Cambridge is third best cycling city in England, says Campaign for Better Transport

In a new report from the Campaign for Better Transport, Nottingham and Manchester are, oddly, rated as better cycling cities than Cambridge.

The organisation’s Car Dependency Scorecard report used data from 17 different sources to rank the main 19 cities in England. A city’s cycle friendliness is one of the measurements used by the Campaign for Better Transport.

Nottingham is the least car-dependent city in England, closely followed by London and Brighton and Hove. The worst for dependency on the car are Milton Keynes, Peterborough and Luton.

The report is published as the Government considers massive cuts to local transport funding and is rumoured to be ready to abolish Cycling England, actions which could harm the ability of cities to reduce dependency on the car.

Ten years ago John Prescott launched Labour’s Transport 2010 strategy for transport which aimed to help local authorities to provide better and more integrated transport options. The Car Dependency Scorecard gives an indication of which local transport authorities have used the powers and funding effectively to improve transport in their city.

Stephen Joseph, Chief Executive of Campaign for Better Transport, said:

“Our report shows that for many people, car use is not a matter of choice but is due to other options just not being available. Factors such as lack of local facilities, poor public transport or bad conditions for cyclists and pedestrians can mean that people are reliant on a car, with congestion and pollution the result.

“There have been improvements in many cities, but cuts in government spending could harm these. City authorities must make sure that they prioritise their remaining funding on sustainable forms of transport and ensure that planning policies protect local shops and services.”

The Car Dependency Scorecard said: “Walking and cycling have many benefits which should make them popular options. Journeys undertaken are free, convenient, carbon-neutral and healthy, but despite this they are still underrepresented in our transport plans. As almost a quarter of all our journeys are under a mile, these could easily be walked or cycled rather than driven.

“Our attitude to the bike could be changing. Positive results from the National Travel Survey show that people are starting to see cycling as a serious alternative. The number of miles cycled on average last year increased by 10 per cent and bike sales have risen by more than 25 per cent in the past three years.

“City size also seems to be influential with smaller cities having a tendency for higher cycling and walking participation.
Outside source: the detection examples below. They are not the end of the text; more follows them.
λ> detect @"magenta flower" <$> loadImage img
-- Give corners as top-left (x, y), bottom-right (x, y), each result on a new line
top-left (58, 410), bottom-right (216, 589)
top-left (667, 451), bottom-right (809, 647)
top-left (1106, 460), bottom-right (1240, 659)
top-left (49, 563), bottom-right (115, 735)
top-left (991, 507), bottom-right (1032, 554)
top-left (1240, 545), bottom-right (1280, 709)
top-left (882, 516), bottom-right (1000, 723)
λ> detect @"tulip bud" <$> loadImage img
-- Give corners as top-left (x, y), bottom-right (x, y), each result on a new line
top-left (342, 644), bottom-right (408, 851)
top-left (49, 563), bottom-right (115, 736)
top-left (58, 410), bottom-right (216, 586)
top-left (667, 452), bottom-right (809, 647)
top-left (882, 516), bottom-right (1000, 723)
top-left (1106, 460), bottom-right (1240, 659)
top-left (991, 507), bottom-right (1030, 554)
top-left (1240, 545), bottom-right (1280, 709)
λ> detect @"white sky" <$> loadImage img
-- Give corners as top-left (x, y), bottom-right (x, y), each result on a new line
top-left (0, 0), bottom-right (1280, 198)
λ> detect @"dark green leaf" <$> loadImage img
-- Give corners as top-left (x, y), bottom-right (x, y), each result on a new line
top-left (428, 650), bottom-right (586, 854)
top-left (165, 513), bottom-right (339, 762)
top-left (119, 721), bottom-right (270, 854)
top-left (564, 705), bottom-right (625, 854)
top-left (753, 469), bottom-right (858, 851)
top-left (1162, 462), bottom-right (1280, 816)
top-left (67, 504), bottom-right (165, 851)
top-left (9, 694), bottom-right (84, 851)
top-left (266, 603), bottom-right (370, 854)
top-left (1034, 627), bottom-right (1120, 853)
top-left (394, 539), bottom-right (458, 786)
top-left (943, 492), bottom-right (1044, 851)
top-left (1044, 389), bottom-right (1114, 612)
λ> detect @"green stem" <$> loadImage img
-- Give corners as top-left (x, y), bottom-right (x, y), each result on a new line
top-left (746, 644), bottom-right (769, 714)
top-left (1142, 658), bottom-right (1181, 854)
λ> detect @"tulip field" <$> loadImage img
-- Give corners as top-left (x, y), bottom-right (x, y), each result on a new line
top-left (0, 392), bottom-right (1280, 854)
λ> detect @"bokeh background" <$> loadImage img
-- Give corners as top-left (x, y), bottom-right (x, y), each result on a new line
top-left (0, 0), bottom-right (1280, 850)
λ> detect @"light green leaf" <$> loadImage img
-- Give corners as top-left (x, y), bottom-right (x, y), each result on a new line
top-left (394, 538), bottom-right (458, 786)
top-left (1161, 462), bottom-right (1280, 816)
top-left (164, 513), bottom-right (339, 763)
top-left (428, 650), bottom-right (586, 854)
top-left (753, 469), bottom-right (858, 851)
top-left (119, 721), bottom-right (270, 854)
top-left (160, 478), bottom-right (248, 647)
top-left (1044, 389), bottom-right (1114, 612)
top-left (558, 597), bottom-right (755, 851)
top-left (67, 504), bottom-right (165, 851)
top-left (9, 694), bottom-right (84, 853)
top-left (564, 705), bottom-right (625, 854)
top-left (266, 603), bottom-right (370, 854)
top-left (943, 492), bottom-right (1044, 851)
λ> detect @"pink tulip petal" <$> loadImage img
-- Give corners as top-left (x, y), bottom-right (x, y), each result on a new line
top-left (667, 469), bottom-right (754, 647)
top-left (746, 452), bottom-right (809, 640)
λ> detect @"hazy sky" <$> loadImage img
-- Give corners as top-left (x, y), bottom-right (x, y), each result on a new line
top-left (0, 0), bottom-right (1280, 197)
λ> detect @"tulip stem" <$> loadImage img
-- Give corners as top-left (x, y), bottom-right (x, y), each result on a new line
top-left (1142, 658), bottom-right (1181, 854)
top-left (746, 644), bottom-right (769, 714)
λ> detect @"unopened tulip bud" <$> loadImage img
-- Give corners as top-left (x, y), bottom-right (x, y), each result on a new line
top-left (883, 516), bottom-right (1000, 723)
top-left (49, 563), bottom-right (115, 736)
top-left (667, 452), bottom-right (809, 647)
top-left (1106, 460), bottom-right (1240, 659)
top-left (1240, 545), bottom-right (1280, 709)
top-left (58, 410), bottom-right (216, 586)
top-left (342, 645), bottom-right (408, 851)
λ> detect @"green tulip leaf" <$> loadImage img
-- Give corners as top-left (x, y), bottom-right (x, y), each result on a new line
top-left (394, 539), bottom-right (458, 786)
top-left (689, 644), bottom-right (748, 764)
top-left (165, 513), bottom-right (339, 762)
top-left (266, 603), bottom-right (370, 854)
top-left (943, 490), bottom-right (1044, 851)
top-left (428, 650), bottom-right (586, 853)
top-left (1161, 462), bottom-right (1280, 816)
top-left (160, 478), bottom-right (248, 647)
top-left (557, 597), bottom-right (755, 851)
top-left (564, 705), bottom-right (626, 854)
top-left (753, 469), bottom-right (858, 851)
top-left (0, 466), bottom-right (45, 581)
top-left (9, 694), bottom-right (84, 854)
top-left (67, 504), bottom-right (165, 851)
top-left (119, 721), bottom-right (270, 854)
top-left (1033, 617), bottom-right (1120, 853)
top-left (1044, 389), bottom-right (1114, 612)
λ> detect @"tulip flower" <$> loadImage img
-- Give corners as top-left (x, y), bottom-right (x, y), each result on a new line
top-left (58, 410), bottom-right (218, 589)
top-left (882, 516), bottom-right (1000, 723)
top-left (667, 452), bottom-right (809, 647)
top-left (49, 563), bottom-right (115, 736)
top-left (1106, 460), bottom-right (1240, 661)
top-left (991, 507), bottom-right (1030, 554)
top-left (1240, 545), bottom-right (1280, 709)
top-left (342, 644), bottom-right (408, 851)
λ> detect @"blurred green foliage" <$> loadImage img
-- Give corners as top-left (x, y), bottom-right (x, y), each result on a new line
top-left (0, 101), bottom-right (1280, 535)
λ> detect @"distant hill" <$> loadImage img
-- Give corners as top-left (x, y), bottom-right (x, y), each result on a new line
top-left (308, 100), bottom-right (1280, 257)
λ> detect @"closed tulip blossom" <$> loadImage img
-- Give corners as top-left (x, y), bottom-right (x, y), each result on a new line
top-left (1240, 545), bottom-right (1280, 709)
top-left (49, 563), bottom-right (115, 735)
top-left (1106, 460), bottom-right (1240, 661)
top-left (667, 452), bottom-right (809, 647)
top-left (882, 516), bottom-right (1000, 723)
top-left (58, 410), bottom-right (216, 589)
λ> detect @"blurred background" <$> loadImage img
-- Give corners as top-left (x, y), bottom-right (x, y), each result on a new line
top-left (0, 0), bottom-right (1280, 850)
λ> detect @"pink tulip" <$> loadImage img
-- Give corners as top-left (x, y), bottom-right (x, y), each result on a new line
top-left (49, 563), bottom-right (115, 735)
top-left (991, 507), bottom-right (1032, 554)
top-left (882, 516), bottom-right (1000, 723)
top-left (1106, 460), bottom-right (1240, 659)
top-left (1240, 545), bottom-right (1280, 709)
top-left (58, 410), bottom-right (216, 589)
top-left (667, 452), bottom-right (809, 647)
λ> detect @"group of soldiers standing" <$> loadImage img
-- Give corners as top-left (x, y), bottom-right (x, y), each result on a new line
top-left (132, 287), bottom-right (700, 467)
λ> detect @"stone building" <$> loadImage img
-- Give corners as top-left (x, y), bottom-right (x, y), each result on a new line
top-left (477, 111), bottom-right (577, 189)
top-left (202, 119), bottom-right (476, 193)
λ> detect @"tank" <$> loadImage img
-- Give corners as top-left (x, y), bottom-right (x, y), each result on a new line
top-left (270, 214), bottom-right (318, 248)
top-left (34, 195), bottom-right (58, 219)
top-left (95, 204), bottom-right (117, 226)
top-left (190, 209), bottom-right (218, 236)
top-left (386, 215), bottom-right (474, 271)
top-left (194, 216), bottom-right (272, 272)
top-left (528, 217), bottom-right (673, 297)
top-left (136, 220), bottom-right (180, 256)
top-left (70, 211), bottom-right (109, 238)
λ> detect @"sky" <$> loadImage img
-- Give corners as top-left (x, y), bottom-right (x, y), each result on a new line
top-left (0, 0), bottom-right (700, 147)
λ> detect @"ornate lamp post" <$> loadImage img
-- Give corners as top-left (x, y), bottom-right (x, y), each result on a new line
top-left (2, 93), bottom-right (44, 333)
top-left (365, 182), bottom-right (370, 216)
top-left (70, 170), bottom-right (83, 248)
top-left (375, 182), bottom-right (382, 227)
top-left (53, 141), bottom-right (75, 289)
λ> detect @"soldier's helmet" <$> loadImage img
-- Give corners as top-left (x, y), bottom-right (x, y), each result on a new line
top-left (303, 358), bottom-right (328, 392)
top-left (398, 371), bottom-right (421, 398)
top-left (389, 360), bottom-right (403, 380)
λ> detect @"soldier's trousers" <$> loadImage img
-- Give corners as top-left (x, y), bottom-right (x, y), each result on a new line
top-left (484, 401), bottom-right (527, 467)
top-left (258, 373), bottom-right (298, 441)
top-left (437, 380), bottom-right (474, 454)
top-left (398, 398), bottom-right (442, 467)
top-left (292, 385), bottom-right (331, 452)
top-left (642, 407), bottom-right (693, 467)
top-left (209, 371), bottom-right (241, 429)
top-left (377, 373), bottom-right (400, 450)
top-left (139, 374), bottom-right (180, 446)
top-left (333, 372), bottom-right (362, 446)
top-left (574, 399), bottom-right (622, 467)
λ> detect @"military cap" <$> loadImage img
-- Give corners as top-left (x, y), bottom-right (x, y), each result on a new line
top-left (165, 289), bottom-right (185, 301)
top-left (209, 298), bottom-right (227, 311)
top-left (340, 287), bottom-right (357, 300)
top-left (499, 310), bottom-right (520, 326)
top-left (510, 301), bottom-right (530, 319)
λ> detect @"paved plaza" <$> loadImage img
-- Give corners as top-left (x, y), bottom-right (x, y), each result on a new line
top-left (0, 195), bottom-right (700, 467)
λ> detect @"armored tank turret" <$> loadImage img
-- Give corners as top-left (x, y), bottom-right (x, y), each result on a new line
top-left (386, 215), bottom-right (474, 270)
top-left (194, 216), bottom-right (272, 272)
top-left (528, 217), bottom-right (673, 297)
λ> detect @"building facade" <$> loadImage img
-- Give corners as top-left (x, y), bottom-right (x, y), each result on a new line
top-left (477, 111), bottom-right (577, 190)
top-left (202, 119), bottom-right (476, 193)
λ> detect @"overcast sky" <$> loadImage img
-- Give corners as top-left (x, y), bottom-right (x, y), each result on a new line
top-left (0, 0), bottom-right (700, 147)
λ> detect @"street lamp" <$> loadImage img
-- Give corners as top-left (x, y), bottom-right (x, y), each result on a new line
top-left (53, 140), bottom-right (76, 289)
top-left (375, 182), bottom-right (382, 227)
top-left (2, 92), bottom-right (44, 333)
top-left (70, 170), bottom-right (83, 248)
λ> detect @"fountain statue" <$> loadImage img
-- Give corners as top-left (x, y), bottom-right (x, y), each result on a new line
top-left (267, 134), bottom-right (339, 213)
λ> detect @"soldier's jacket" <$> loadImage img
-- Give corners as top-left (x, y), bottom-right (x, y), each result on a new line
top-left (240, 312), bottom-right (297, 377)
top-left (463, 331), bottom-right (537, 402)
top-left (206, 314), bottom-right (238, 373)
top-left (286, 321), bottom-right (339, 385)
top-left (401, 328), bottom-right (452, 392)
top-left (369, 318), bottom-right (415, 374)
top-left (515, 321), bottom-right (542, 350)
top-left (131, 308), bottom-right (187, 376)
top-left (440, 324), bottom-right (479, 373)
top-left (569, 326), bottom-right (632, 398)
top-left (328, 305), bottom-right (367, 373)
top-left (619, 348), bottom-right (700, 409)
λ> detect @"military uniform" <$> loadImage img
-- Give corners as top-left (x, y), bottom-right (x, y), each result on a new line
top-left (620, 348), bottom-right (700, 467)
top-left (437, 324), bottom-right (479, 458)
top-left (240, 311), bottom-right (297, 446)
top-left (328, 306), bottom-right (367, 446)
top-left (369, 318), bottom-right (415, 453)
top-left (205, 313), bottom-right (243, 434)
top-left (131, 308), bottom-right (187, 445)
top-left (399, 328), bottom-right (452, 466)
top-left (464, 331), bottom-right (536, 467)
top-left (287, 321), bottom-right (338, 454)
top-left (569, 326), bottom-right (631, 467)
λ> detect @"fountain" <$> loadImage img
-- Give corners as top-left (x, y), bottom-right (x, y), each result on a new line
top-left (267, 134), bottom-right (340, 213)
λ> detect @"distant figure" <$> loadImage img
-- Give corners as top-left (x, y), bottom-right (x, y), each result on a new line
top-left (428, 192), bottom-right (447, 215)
People could be put off walking or cycling by regular longer commutes. The results showed that Cambridge, Nottingham and Manchester were the cities where the options of walking and cycling were best.

The Campaign for Better Transport praised the work of Cycling England, which created Cycling Demonstration Towns:

“Cycling Demonstration Towns have achieved significant results by promoting the benefits of cycling. As well as helping uptake by improving facilities, investment in promoting the ease and benefits of walking and cycling is also key to getting people interested.”

Cambridge came third in the report’s best cities for cycling because of plans for a hugely expensive new road, which will increase car dependency in Cambridge, predicted the Campaign for Better Transport:

“Cambridge has positive levels of cycling, matching European cities, making sure that most people in the city can get about without a car. However, Highways Agency plans for the A14 Ellington to Fen Ditton, opposed by Cambridge City Council, would substantially increase traffic around the north of Cambridge, with a knock-on effect on walking and cycling levels.”

Campaign for Better Transport Ltd. is funded by bus companies, train operating companies, unions, councils and other such groups and organisations.